Peganumal A (3) was isolated as a white, amorphous powder. Its molecular formula was assigned as C₁₂H₁₃NO₃S by a sodium adduct HRESIMS ion at m/z 274.0518 [M + Na]⁺ (calcd for 274.0508). In the ¹³C and ¹H NMR data (Table 3 and Experimental Section), a two-proton aromatic singlet at δ_H 6.52 (2H, s) and two magnetically equivalent O-methyls at δ_H 3.71 (6H, s), together with six aromatic carbon signals at δ_C 105.9 (× 2), 130.0, 134.2, and 148.0 (× 2) as well as two O-methyls at δ_C 56.0 (× 2) indicated that compound 3 has a 4-hydroxy-3,5-dimethoxyphenyl moiety. Considering the three remaining aromatic carbon signals at δ_C 139.4, 140.5, and 153.1 and a molecular formula of C₁₂H₁₃NO₃S, the presence of a thiazole fragment was readily deduced. The two moieties are connected by a methylene, which is supported by the HMBC cross-peaks of H₂-7 (2H, s) to C-1 (δ_C 130.0), C-2,6 (δ_C 105.9), and C-8 (δ_C 139.4). However, the substitution position of the methylene group on the thiazole fragment was not clear, and two possible structures 3a and 3b were proposed (Figure 5). Therefore, ¹³C NMR chemical shift calculations were carried out by quantum chemical methods.¹⁹ For structure 3a, all differences between experimental and calculated chemical shifts were below 8.0 ppm (Table 4). However, structure 3b shows chemical shift differences of 8.5, 20.4, and 23.3 ppm for C-7, C-8, and C-12, respectively (Table 4). Thus, the structure of compound 3 was defined as shown.

Figure 5.

Two possible structures of 3 (3a and 3b).
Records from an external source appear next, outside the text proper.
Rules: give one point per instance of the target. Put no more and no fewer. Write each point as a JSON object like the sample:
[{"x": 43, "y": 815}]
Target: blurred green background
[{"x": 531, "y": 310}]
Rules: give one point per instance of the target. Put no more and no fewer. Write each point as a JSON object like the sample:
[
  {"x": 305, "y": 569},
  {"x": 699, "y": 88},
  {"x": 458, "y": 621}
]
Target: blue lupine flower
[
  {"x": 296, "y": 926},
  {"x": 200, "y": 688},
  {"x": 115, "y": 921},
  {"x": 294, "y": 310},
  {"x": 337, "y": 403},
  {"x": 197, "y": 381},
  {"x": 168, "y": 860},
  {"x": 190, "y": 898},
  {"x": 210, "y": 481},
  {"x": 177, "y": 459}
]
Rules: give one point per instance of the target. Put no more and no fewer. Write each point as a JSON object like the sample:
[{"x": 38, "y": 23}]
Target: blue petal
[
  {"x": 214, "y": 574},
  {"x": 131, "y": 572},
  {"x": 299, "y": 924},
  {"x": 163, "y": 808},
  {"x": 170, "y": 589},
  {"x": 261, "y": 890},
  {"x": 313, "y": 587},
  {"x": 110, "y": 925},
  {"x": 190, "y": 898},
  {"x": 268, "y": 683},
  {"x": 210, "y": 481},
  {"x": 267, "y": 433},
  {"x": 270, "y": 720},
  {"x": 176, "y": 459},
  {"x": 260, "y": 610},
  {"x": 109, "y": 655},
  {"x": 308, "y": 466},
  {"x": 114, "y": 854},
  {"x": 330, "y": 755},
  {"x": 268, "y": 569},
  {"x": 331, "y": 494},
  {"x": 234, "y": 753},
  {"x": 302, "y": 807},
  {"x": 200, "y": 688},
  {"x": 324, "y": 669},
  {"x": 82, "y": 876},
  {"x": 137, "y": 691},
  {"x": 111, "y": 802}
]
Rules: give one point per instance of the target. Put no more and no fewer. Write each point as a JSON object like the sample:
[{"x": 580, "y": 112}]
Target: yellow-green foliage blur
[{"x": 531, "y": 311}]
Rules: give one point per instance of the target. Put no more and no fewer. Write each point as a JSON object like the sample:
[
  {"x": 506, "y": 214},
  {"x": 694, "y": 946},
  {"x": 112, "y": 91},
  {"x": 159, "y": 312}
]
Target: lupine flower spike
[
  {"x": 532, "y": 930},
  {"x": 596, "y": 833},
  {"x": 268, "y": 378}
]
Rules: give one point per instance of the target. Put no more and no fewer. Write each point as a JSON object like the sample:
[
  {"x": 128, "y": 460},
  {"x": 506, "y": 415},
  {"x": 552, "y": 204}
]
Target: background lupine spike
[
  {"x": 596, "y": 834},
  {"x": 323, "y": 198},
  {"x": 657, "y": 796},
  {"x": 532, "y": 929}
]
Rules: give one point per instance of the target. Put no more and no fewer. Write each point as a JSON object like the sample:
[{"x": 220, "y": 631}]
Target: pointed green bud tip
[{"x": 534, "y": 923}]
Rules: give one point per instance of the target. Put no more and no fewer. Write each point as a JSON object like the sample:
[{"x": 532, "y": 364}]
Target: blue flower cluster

Peganumal B (4) was isolated as a white, amorphous powder. Its molecular formula was determined to be C₁₃H₁₅NO₃S by a positive HRESIMS ion at m/z 266.0855 [M + H]⁺ (calcd for 266.0845). The ¹³C and ¹H NMR data (Table 3 and Experimental Section) were similar to those of 3, but the replacement of H-10 by a methyl group. Analyses of the NMR data defined the structure of compound 4 as shown (Figure 1). Compounds bearing thiazole motifs, such as 3 and 4, are rare in natural products and are now reported in the genus Peganum for the first time.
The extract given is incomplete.